Tuesday, May 31, 2005

Female spiders exploit double-barrelled sperm storage


Redbacks use cannibalism and conniving to select the best mates.



Large female redbacks can collect sperm from more than one mate.
© Maydianne Andrade

Females seem to hold all the cards in this species.
Maydianne Andrade
University of Toronto, Canada

Female redback spiders are not the most sympathetic of lovers: they routinely begin to eat their suitors before they've had a chance to finish mating. And now research shows that their internal anatomy also helps them get one over males, by influencing which mates get to fertilize their eggs.

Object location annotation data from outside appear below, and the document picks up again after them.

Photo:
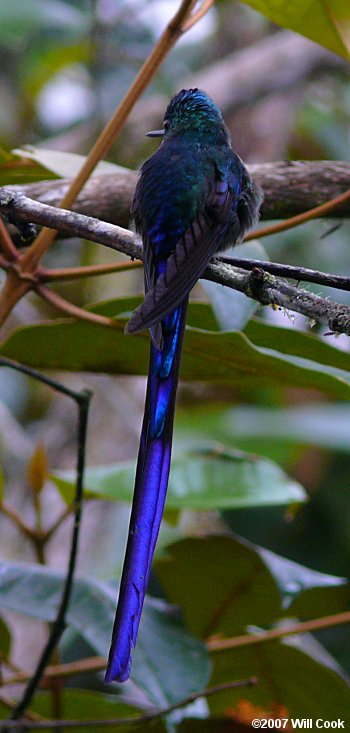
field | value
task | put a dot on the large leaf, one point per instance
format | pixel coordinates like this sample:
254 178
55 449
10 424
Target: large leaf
18 169
221 357
306 593
222 585
83 705
64 165
325 21
35 591
39 14
290 684
233 309
5 640
297 343
241 582
269 430
201 479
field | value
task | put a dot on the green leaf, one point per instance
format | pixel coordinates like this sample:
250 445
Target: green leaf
291 683
325 21
234 309
17 169
86 705
2 484
220 357
296 343
35 591
306 593
5 640
201 479
37 15
269 430
222 585
64 165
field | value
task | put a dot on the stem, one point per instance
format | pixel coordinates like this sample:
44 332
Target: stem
83 400
73 310
294 221
16 518
76 273
6 243
301 274
219 645
167 40
139 719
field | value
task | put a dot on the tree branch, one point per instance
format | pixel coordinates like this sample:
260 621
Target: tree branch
257 284
136 720
82 400
289 188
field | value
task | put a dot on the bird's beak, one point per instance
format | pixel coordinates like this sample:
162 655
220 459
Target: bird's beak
155 133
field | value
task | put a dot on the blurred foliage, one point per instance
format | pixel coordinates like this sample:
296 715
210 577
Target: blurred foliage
263 416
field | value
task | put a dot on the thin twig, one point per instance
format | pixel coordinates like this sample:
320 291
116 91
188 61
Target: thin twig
82 400
148 717
73 310
219 645
16 518
82 666
170 35
259 285
77 273
301 274
195 17
294 221
6 243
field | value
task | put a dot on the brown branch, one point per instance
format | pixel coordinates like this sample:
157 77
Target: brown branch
76 273
290 188
73 310
137 720
169 37
16 518
219 645
259 285
329 207
272 65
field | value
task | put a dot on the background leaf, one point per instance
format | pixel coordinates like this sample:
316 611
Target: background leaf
324 21
35 591
219 357
201 479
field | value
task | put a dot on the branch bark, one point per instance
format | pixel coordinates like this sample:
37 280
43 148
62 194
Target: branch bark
257 284
272 65
289 188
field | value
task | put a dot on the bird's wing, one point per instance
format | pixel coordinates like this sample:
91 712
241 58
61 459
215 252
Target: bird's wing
184 266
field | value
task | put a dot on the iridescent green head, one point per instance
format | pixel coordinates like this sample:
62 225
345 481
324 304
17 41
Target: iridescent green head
191 110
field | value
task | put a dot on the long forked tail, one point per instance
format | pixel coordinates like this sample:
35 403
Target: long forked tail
151 483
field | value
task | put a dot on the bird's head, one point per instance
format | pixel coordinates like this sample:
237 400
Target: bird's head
191 110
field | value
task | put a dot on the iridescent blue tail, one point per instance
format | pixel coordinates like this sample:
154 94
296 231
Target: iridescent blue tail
151 483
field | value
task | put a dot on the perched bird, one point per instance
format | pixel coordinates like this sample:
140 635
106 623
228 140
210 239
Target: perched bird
194 198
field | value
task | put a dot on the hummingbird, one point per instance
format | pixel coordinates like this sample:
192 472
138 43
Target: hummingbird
194 199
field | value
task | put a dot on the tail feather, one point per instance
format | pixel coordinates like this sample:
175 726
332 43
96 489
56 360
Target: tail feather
151 483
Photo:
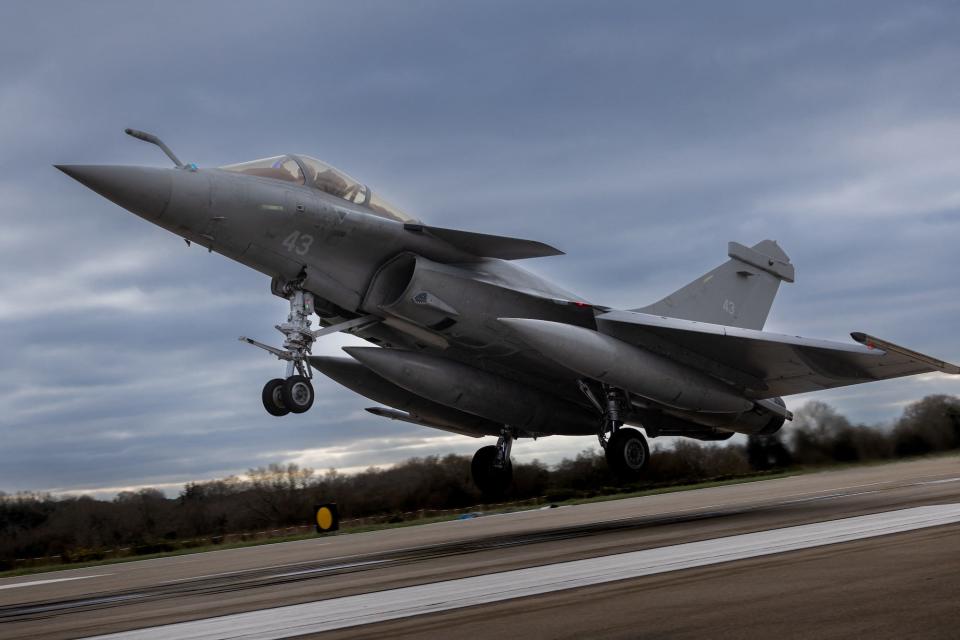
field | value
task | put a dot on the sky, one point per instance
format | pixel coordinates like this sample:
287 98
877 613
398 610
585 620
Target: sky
638 137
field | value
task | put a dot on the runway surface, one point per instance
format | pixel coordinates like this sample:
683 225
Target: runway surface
865 550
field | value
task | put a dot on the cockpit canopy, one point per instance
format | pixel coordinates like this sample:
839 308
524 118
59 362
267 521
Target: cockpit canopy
322 176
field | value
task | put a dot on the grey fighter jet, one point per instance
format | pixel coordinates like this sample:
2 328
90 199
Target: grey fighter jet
466 341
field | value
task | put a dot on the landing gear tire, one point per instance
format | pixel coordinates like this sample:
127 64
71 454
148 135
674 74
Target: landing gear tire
273 397
627 454
297 394
493 481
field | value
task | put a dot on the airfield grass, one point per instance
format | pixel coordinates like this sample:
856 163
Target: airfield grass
479 509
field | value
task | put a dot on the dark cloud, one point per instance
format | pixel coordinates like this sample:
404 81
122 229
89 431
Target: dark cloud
639 138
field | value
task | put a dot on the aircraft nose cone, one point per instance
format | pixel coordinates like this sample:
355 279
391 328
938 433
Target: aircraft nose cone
144 191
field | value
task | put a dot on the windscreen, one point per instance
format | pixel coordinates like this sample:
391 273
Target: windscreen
278 167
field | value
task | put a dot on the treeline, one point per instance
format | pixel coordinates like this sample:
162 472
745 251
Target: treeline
145 521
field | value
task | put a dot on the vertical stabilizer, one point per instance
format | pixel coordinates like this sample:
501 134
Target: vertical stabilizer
738 293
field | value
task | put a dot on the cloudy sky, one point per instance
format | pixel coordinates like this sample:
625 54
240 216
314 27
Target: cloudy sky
639 138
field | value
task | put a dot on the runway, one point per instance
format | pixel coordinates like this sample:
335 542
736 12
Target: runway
863 550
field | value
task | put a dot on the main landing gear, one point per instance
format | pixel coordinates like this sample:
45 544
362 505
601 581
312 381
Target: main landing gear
626 449
491 467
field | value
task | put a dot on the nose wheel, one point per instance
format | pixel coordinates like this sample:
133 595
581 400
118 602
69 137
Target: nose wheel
273 398
293 395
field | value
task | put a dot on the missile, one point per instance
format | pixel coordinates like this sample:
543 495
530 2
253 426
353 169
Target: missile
481 393
362 380
641 372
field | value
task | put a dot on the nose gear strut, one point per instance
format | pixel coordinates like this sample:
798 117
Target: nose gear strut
294 394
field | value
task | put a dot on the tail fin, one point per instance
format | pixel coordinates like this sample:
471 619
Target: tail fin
738 293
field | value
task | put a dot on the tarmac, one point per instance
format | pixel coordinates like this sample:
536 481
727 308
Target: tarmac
864 550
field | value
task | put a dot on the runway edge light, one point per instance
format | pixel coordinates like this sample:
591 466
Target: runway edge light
326 517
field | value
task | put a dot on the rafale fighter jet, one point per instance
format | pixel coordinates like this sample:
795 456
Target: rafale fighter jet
466 341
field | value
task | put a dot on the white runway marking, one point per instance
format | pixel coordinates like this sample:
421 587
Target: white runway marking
337 613
34 583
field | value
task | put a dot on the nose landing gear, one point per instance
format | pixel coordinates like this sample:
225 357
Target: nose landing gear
293 394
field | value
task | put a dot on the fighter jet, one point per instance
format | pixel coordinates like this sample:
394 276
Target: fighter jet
465 340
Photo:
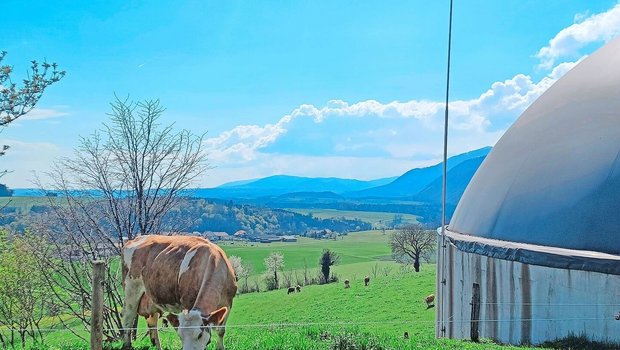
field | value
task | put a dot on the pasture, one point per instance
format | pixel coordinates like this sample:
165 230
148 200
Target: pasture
322 316
377 219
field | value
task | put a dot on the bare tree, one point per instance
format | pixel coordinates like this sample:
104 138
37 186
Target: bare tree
17 100
242 271
327 260
273 263
411 243
121 182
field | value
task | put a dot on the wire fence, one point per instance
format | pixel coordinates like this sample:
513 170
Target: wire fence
334 324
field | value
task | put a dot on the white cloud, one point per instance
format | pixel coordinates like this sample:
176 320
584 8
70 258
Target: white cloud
43 113
24 158
600 27
370 139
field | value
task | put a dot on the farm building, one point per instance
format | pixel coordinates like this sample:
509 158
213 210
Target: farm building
537 232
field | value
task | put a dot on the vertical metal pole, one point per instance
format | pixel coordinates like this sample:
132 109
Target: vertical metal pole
441 285
96 321
475 312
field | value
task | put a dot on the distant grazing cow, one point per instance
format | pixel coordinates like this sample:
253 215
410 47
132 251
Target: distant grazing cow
430 301
187 276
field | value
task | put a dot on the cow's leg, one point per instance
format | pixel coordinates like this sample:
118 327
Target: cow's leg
152 324
133 292
221 331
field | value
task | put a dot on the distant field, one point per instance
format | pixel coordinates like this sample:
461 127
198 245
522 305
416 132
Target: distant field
373 217
23 204
321 316
356 247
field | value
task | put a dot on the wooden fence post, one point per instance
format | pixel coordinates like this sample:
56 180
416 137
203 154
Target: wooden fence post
475 311
96 321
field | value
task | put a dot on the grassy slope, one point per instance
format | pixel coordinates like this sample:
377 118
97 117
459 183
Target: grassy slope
375 218
328 316
357 247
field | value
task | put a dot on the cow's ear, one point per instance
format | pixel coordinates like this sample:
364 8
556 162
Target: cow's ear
217 317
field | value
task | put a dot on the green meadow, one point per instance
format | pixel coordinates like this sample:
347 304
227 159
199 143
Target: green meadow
377 219
321 316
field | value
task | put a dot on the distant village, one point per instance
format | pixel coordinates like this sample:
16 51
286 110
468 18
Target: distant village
242 235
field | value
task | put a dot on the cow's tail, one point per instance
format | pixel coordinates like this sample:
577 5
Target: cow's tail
124 269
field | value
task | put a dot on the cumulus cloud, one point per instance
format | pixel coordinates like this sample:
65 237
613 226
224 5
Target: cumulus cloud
24 158
342 138
43 113
600 27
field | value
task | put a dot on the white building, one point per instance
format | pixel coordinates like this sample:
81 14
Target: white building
538 228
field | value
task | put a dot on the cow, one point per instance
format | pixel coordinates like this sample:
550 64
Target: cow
430 301
151 313
186 276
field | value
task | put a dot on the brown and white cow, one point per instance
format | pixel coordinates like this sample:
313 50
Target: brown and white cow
187 276
151 313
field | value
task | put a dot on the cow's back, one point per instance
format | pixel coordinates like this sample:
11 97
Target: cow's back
177 269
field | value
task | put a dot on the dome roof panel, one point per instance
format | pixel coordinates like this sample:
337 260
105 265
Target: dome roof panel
553 179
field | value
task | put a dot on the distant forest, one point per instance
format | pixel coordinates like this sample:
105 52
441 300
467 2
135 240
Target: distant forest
210 215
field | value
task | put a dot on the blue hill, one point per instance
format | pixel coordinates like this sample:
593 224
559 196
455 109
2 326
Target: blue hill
416 180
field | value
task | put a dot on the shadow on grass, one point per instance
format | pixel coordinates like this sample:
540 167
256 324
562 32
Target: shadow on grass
580 342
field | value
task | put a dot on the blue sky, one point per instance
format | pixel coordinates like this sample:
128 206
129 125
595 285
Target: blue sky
310 88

The female redback has two organs for storing sperm ...
The two sperm sacs help to prevent a male from stealing a mating advantage simply by being the first to court a female ... A male has two sperm-depositing organs, called palps, that correspond to the female's two sperm sacs, although he can use only one palp in a mating session.

A male tends to break off the end of his mating palp inside the female's sperm sac, partly blocking its entrance, the researchers say. "This functions as a plug, a kind of chastity belt," explains Paul Hillyard, curator of arachnids at the Natural History Museum in London.

Having two sperm sacs may therefore give females extra choice over who fathers her young ... If one of the sacs is blocked by a mate, a subsequent partner can still be given the opportunity to deposit his sperm in the other.